I was driving in the rural South one time when I came upon an “Antiques” shop inside what looked like an old barn. Fair enough, rural and small-town areas in the US tend to have a lot of antiques shops, but normally not in barns. A converted farmhouse maybe, but not the barn. Anyway, the “antiques” were basically consumer junk from the past few decades, not real “antiques”. They had a book collection, and I eventually selected one or two novels from the 1930’s, almost certainly not worth much on the resale market, and besides, they smelled! I went looking for the cashier, and the only staff appeared to be a bunch of people sitting around chatting. No cash register. I inquired about buying, they quoted some ridiculously small price like 50 cents or something, I happened to have exact change, and the one who took it just shoved it in their pocket, no receipt, nothing. Boy did that book reek! Guess that’s what happens when you store it in a barn with no climate control for 10 years.
A lot of government contractors seem to operate on their own, disconnected from the rest of the world. They don’t advertise as we know it - their ads are in the form of Proposals sent directly to the government in response to RFP’s. Pricing is arcane and based on complex formulas that are detailed in the proposal documents - you can’t just walk up to the Army and offer 100 rifles for $10,000 - you have to provide a breakdown of how much the handle cost, how much the receiver cost, whether these costs are computed based on actual time spent in manufacture plus the materials costs (i.e. “time and materials”) for these specific 100 guns or whether it is based on some broader empirical estimate of the average cost of such a gun, what percentage of the product was made by minority-owned subcontractors, biographies of your key employees, and a breakdown of all sanctions ever issued against your company. Almost nobody goes in or out of government contractor facilities except employees and the occasional government official or candidate for hire. I could see a business equipment shop deciding to target government procurement customers as their niche.

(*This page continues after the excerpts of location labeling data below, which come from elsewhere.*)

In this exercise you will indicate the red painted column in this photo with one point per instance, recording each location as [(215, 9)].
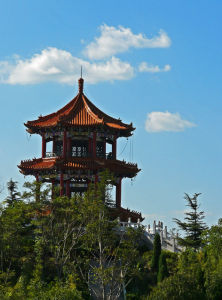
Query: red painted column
[(53, 183), (90, 147), (96, 178), (61, 184), (53, 145), (43, 146), (114, 148), (37, 195), (68, 194), (118, 193), (69, 154), (64, 143), (94, 144), (104, 149)]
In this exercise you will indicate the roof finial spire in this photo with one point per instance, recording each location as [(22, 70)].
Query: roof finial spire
[(81, 82)]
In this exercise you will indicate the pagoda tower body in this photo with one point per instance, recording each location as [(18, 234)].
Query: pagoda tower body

Flashers do seem to be on the low end of the criminal IQ scale. Locally, i can recall:
- the flasher who stationed himself on the walking path from a hospital to the nursing students’ dorm. He disappeared after about 3 days of nurses who said they just ‘pointed and laughed’.
- the flasher who hung around the employee parking lot of the vasectomy clinic. He left after employees offered to ‘shave that for him’.
- and the flasher who left, disappointed by the lack of reaction from pairs of women coming out to their cars, he was hanging out in the dark parking lot of … the largest lesbian bar in the cities.
These criminals don’t seem to put much thought into location.